RFC: FileCheck Enhancements

Hi everyone,

There was idea to add new directives to FileCheck:

  1. Directive to use some patterns as named template with or without parameters.

  2. CHECK-INCLUDE - Directive to include other file with checks to another.

  3. Expressions repeat for CHECK - If statement should be checked several times repeat modifiers {n}, {n,m} , {,n}, {n,}, *, + can be used.

  4. Repeat in regexs - Repeat with current number should become available by using {n}, {n,m} , {,n}, {n,}

  5. CHECK-LABEL-DAG - Not sequential order of labels.

  6. Check statement for words only - // CHECK-WORD, // CHECK-WORD-NEXT, // CHECK-WORD-SAME, // CHECK-WORD-DAG, // CHECK-WORD-NOT.

  7. Wildcard for prefixes - If some statements should be checked regardless prefix, it should be used //{{}}, //{{}}-NEXT, //{{*}}-SAME and etc.

  8. Prefix with regular expressions - If statement should be checked if prefix matches some regular expression, it should be used {{regex}}:, {{regex}}-NEXT and etc.

More information in file https://docs.google.com/document/d/1wAKNzU7-S2EeK1-aADwgP8dEiKfByKNazonybCQW3zs/edit?usp=sharing.

Now we have prototype with these features. It’s tested on LLVM 3.8.

There was found unsupported before directive in old test. Bug about this - https://llvm.org/bugs/show_bug.cgi?id=27852.

There is about 6% slowdown with new features when we tested them on 3.8.

I see that there are some changes in FileCheck LLVM 3.9 with new features too. We can publish patch for 3.8 and it can be adapted for LLVM 3.9. Is it interesting for anyone? And how will be better to publish patch as for 3.8 or for 3.9?

Thanks,

Elena.

Hi everyone,

There was idea to add new directives to FileCheck:

1.Directive to use some patterns as named template with or without
parameters.

2.CHECK-INCLUDE - Directive to include other file with checks to another.
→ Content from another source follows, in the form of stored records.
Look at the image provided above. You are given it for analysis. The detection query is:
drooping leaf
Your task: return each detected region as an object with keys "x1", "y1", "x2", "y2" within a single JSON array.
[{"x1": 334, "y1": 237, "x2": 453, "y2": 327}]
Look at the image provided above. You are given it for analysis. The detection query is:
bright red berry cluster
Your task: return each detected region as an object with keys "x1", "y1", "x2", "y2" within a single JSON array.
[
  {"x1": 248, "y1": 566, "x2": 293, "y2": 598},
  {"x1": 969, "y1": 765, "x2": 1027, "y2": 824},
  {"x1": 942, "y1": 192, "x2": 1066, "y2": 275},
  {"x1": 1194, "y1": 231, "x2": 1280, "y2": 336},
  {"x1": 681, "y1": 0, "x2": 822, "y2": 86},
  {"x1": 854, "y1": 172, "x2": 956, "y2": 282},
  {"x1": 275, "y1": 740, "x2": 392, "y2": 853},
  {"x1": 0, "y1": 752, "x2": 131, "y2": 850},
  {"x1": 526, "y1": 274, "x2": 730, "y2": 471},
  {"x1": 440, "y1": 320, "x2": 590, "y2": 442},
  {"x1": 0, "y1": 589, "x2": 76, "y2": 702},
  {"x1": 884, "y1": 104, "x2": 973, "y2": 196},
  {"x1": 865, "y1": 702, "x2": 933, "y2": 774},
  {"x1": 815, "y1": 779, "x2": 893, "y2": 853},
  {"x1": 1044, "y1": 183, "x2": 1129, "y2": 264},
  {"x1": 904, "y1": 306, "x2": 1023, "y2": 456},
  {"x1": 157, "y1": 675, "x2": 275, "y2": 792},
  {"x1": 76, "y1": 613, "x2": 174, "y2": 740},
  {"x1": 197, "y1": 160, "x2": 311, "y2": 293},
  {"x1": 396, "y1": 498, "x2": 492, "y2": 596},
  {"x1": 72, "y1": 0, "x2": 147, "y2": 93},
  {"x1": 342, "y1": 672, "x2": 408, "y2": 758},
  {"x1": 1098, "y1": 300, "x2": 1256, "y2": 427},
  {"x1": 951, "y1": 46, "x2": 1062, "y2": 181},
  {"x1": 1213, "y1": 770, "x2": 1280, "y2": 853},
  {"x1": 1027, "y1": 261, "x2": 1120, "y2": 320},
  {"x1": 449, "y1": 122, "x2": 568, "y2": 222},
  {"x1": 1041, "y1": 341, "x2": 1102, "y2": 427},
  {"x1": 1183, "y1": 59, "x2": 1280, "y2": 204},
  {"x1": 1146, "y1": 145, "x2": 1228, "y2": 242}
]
3.Expressions repeat for CHECK - If statement should be checked several
times repeat modifiers {n}, {n,m} , {,n}, {n,}, *, + can be used.

4.Repeat in regexs - Repeat with current number should become available
by using {n}, {n,m} , {,n}, {n,}

5.CHECK-LABEL-DAG - Not sequential order of labels.

6.Check statement for words only - // CHECK-WORD, // CHECK-WORD-NEXT, //
CHECK-WORD-SAME, // CHECK-WORD-DAG, // CHECK-WORD-NOT.

What does this ^ do?

7.Wildcard for prefixes - If some statements should be checked
regardless prefix, it should be used //{{*}}, //{{*}}-NEXT, //{{*}}-SAME
and etc.

I'm not a fan of this ^ feature. I think it'll make testcases much harder to understand.

8.Prefix with regular expressions - If statement should be checked if
prefix matches some regular expression, it should be used {{regex}}:,
{{regex}}-NEXT and etc.

I'm not a fan of this ^ feature. I think it'll make testcases much harder to understand.

More information in file
https://docs.google.com/document/d/1wAKNzU7-S2EeK1-aADwgP8dEiKfByKNazonybCQW3zs/edit?usp=sharing.

Now we have prototype with these features. It’s tested on LLVM 3.8.

There was found unsupported before directive in old test. Bug about this
- https://llvm.org/bugs/show_bug.cgi?id=27852.

There is about 6% slowdown with new features when we tested them on 3.8.

I see that there are some changes in FileCheck LLVM 3.9 with new
features too. We can publish patch for 3.8 and it can be adapted for
LLVM 3.9. Is it interesting for anyone? And how will be better to
publish patch as for 3.8 or for 3.9?

Patches that apply on trunk are preferred (assuming the community accepts these changes).

Jon

Hi,

CHECK-WORD - If you want find some string in file, but you want to be sure, that this string should be a separate word.

There are examples in file.
Prefixes which can be described as regular expressions should be turning on with option -regex-prefixes . By default, you can't use it.

Thanks for your comments.

Hi,

CHECK-WORD - If you want find some string in file, but you want to be sure, that this string should be a separate word.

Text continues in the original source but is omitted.